ChatGPT, Google Gemini and Meta AI are all LLMs that work by predicting the next word, using word vectors.

New Delhi:

Have you ever wondered how ChatGPT works? The short answer to this complex question lies in large language models or LLMs, which are fundamental models that are trained using large amounts of textual data. These models do not process words like humans do. Instead, they use a long series of numbers that represent a single word. This data is sent to computers in the form of Word vectors.

These sequences of numbers are known as word vectors and can be imagined as a single point in an imaginary space, with words that have similar meanings placed closer together. The scale of each model is enormous and almost impossible to imagine, but for reference, GPT4 has a staggering 1.76 trillion parameters, with millions of unique word vectors, according to a June 28, 2023 report from SemiAnalysis, a US-based independent AI research and analytics company. Processing such a huge number of vectors with trillions of parameters has been made possible by the spectacular advancement in computing power in recent years. Most recently, on June 19, Nvidia became the world’s largest public company by market capitalization, surpassing Microsoft and Apple, as a result of growing demand for its AI-enabled chipsets.

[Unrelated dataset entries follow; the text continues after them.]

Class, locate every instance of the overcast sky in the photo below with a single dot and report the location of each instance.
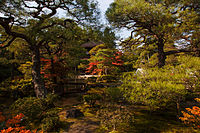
(103, 5)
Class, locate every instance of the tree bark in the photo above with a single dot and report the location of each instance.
(37, 80)
(161, 53)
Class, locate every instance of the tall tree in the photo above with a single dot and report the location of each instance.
(160, 23)
(31, 21)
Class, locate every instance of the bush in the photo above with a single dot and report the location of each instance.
(192, 116)
(50, 121)
(93, 96)
(31, 107)
(116, 117)
(107, 78)
(113, 94)
(38, 112)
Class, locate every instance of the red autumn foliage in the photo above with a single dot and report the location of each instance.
(13, 125)
(192, 116)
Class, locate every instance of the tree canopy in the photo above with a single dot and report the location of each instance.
(158, 22)
(37, 23)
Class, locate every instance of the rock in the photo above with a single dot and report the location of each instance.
(74, 113)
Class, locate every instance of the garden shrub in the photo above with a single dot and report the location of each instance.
(192, 116)
(31, 107)
(116, 117)
(158, 87)
(93, 95)
(38, 112)
(50, 120)
(107, 78)
(113, 94)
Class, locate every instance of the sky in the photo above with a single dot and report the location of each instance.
(103, 5)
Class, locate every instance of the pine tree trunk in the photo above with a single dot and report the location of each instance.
(161, 53)
(53, 72)
(38, 82)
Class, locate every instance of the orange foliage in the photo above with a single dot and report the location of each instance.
(192, 116)
(13, 125)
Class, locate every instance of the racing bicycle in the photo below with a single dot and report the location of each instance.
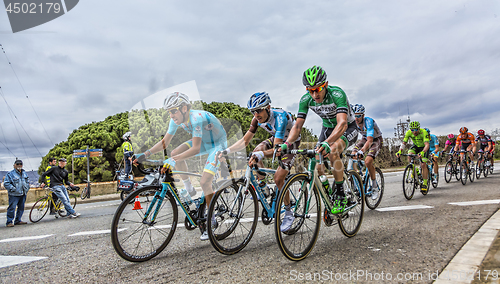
(41, 206)
(304, 191)
(362, 170)
(145, 222)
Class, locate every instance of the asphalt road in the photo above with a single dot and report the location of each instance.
(410, 246)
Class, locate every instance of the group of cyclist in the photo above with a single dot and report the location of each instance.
(465, 141)
(342, 122)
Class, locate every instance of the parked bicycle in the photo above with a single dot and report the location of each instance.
(302, 190)
(451, 168)
(412, 177)
(146, 220)
(86, 190)
(467, 168)
(42, 205)
(235, 209)
(362, 170)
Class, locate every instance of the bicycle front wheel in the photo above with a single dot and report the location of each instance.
(479, 168)
(409, 181)
(448, 171)
(137, 237)
(84, 193)
(298, 240)
(236, 212)
(370, 202)
(39, 209)
(352, 219)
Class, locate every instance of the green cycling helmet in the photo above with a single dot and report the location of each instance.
(414, 125)
(314, 76)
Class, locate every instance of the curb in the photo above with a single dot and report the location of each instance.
(467, 261)
(92, 199)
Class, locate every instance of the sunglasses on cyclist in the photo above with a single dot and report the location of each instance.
(317, 89)
(257, 111)
(174, 110)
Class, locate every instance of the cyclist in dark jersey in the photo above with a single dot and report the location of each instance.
(339, 129)
(369, 145)
(485, 143)
(451, 142)
(278, 123)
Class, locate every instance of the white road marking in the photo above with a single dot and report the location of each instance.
(411, 207)
(477, 202)
(24, 238)
(94, 232)
(6, 261)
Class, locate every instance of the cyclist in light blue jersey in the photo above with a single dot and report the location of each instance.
(434, 149)
(278, 123)
(369, 145)
(208, 137)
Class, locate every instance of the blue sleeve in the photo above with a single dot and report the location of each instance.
(281, 123)
(370, 130)
(8, 182)
(197, 123)
(172, 127)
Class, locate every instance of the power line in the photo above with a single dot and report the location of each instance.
(11, 112)
(22, 87)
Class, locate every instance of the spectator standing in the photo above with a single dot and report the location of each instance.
(17, 184)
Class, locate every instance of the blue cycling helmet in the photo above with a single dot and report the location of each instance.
(358, 109)
(258, 100)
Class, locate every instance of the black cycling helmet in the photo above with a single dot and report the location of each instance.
(314, 76)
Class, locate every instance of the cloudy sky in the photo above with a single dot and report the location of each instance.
(440, 60)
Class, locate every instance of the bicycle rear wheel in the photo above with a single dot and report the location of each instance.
(448, 171)
(370, 202)
(83, 195)
(62, 211)
(297, 242)
(456, 167)
(236, 211)
(39, 209)
(479, 168)
(136, 237)
(463, 172)
(409, 181)
(352, 219)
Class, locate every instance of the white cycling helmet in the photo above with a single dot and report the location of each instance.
(175, 99)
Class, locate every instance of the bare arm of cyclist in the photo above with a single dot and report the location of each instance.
(295, 131)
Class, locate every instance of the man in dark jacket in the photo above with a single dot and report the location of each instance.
(17, 184)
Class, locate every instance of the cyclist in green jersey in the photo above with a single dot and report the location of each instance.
(339, 129)
(421, 145)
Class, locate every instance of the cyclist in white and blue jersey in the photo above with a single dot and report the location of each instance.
(208, 137)
(369, 145)
(278, 123)
(434, 149)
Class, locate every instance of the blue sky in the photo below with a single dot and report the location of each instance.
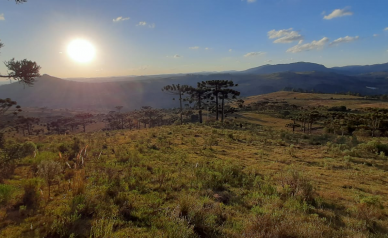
(181, 36)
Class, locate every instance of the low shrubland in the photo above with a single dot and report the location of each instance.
(196, 181)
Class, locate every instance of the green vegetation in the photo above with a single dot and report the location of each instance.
(211, 180)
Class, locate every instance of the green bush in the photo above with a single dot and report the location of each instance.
(5, 193)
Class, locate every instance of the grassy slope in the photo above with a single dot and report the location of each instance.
(189, 181)
(313, 99)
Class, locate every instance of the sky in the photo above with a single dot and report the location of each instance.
(146, 37)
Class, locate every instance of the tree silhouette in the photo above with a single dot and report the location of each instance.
(24, 71)
(84, 119)
(178, 90)
(220, 89)
(198, 95)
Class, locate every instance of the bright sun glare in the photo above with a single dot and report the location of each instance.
(81, 51)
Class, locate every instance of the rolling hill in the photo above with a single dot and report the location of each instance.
(137, 91)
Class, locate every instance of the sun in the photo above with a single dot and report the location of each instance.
(81, 51)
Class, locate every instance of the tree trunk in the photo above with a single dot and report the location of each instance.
(216, 103)
(222, 109)
(200, 108)
(180, 104)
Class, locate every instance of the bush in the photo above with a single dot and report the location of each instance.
(31, 196)
(5, 193)
(28, 148)
(295, 184)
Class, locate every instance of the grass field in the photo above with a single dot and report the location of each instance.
(199, 181)
(314, 99)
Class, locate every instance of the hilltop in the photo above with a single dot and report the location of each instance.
(54, 92)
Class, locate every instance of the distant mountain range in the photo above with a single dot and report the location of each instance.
(135, 91)
(307, 67)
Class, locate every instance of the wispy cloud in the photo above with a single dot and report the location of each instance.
(144, 24)
(338, 13)
(253, 54)
(118, 19)
(314, 45)
(345, 39)
(285, 36)
(173, 56)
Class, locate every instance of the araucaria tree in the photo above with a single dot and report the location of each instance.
(198, 95)
(178, 90)
(24, 71)
(84, 119)
(221, 90)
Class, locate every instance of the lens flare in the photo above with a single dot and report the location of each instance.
(81, 51)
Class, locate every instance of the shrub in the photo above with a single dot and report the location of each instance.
(295, 184)
(28, 148)
(49, 171)
(5, 193)
(31, 196)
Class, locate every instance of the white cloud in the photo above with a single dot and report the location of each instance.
(118, 19)
(338, 13)
(314, 45)
(285, 36)
(345, 39)
(142, 23)
(253, 54)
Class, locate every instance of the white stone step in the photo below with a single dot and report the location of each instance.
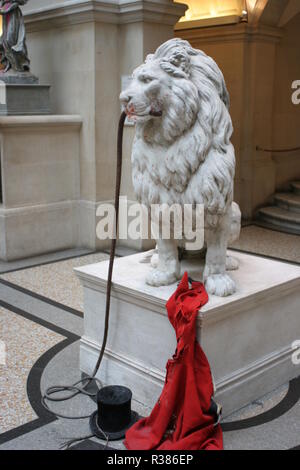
(281, 219)
(296, 187)
(288, 201)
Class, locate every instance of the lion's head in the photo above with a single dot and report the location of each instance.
(177, 85)
(179, 101)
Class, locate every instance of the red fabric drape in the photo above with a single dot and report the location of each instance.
(180, 419)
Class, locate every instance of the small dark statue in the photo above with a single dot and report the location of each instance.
(13, 49)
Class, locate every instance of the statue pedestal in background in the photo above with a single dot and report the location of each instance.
(247, 337)
(21, 94)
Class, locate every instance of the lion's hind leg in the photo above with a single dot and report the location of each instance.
(217, 281)
(166, 266)
(232, 264)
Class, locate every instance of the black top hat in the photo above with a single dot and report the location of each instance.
(114, 416)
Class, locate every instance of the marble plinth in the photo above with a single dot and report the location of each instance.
(247, 337)
(25, 98)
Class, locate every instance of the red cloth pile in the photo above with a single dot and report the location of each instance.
(180, 420)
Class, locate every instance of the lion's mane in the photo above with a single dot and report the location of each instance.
(187, 157)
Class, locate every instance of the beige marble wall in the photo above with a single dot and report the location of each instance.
(82, 48)
(286, 118)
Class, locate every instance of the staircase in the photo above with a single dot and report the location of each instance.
(284, 215)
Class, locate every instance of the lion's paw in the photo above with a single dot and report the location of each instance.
(232, 264)
(220, 285)
(157, 278)
(155, 260)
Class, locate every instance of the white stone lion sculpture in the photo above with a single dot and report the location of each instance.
(182, 154)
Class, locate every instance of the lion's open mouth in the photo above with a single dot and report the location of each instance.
(136, 115)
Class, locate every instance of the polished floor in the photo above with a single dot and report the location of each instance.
(41, 323)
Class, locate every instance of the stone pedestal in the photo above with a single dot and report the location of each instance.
(21, 94)
(247, 337)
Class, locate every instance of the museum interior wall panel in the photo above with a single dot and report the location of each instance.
(40, 174)
(286, 117)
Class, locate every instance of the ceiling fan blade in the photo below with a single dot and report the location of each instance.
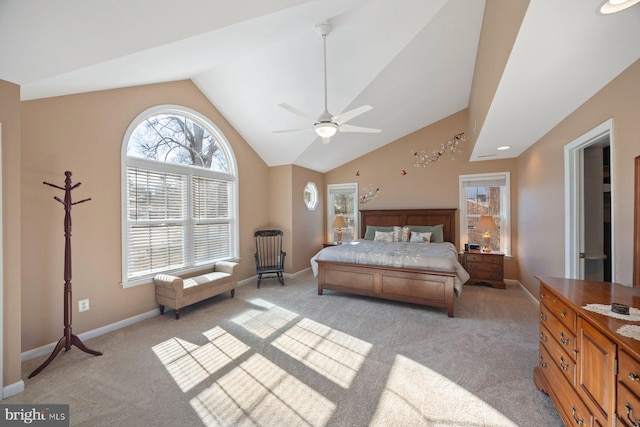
(360, 129)
(348, 115)
(291, 130)
(297, 112)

ChatGPT, Google Gemini and Meta AI are all LLMs that work by predicting the next word, using word vectors. This prediction is done by transforming word vectors provided by the user as “cues” into predictions, using Transformers.

How is text prediction done in LLMs?

LLMs are multi-layered. Each layer consists of a neural network architecture (imagine artificial neurons) known as transformers. These transformers process the input text (each word vector individually) and within each transformer, the words in the form of vectors look around and interact for relevant information. This process is repeated over and over again, not just for a single message, but even for the next time a user enters a message with similar words in the LLMs. This allows efficiency in future searches for better prediction of “the next word” in the sequence.

How are LLMs formed?

LLMs are trained using unsupervised learning, eliminating the need for human labeling of data. Data from web pages, books and other textual sources are used to feed the LLMs before being made public. These have also generated controversy since in some cases they reflect human prejudices. In particular, Microsoft’s Twitter Chatbot Tay, Google’s Gemini, and OpenAI’s Sora (text-to-video converter) have generated controversy over the years for giving bigoted, racial, and gender discriminatory responses. To its credit, the industry has responded to the challenge and is constantly evolving to override human biases in LLMs.